The preferred position for fusion is 30– 40° palmar abduction and 10–20° radial abduction and extension [20]. This position is also described as “thumb key pinch”, where the thumb tip rests on the radial aspect of the middle phalanx of index finger. In our study, we would like to introduce a simple intraoperative hand positioning method that has been proven to provide convenience, replicability, and reliability of surgical results. By aligning the thumb tip with the PIPJ of the middle finger and placing the wrists in a clenched position throughout the surgery, we reported that no intraoperative adjustment of positions and additional intraoperative fluoroscopies were required except for confirmation of screw length and placement. Most importantly, our results showed that we were able to improve postoperative palmar and radial abduction angles and simultaneously preserving opponens function. Contrary to previous assumptions regarding potential loss of opponens function due to arthrodesis, our evaluation with Kapandji score did not reveal any significant functional deficits, thus indicating that our intraoperative positioning method was suitable for arthrodesis and maintaining postoperative opponens functions.
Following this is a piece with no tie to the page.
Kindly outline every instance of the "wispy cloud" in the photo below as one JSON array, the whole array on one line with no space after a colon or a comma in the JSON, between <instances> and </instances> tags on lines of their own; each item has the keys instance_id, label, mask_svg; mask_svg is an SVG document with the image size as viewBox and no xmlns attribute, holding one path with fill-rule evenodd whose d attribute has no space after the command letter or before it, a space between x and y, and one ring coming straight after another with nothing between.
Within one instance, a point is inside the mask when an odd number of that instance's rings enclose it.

This improvement could also potentially be attributed to the alleviation of pain, as evidenced by the pain VAS score results, thereby leading to increased willingness for finger movement among patients. Even though there were no statistically significant differences in pinch and grip strength data, postoperative follow-up data at 6 and 12 months showed gradual improvements in all measured parameters, even surpassing preoperative levels after 12 months of follow-ups. A decrease in functional performance was observed at 3 months postoperatively, which was similar to our previously reported results [21].
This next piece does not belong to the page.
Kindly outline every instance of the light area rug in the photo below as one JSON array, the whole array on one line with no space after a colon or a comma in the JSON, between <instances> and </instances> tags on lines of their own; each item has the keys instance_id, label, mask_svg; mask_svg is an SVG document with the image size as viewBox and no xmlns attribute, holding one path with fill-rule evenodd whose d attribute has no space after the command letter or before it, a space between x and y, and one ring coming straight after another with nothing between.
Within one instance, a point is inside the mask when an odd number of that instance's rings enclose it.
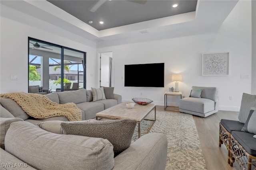
<instances>
[{"instance_id":1,"label":"light area rug","mask_svg":"<svg viewBox=\"0 0 256 170\"><path fill-rule=\"evenodd\" d=\"M147 119L154 119L154 111ZM152 123L143 120L140 123L141 136ZM149 133L166 134L168 141L166 170L206 170L193 116L181 113L156 111L156 120ZM132 141L138 139L138 124Z\"/></svg>"}]
</instances>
Overall, our findings showed positive results of arthrodesis in treating Eaton III thumb CMCJ OA patients, highlighting its benefits, while recognizing its associated drawbacks. Our study was a midterm follow-up study with 12 months of follow-ups. Future studies could involve a longer follow-up duration to better understand the recovery trend and to observe for complications such as secondary arthritis of the STT joints and other neighbouring joints. Nevertheless, our intraoperative positioning method not only offered convenience and easy replicability to hand surgeons, it was also shown to provide satisfactory midterm postoperative functional results; therefore, we confidently recommended our technique for thumb CMCJ fusion of Eaton III OA patients.

Conclusions

Osteoarthritis of the thumb carpometacarpal joints are increasing due to our lifestyle and the trend of an ageing population. However, there are currently still no consensus regarding an optimal surgical treatment. Our retrospective review showed the reliable result of T-hook plate arthrodesis for Eaton stage III patients. Decreased pain, preserving opponens functions and pinch power were achievable, leading to improved quality of life for the patients. Therefore, we highly recommend our intraoperative hand-grip positioning method and T-hook plates for thumb carpometacarpal joint arthrodesis.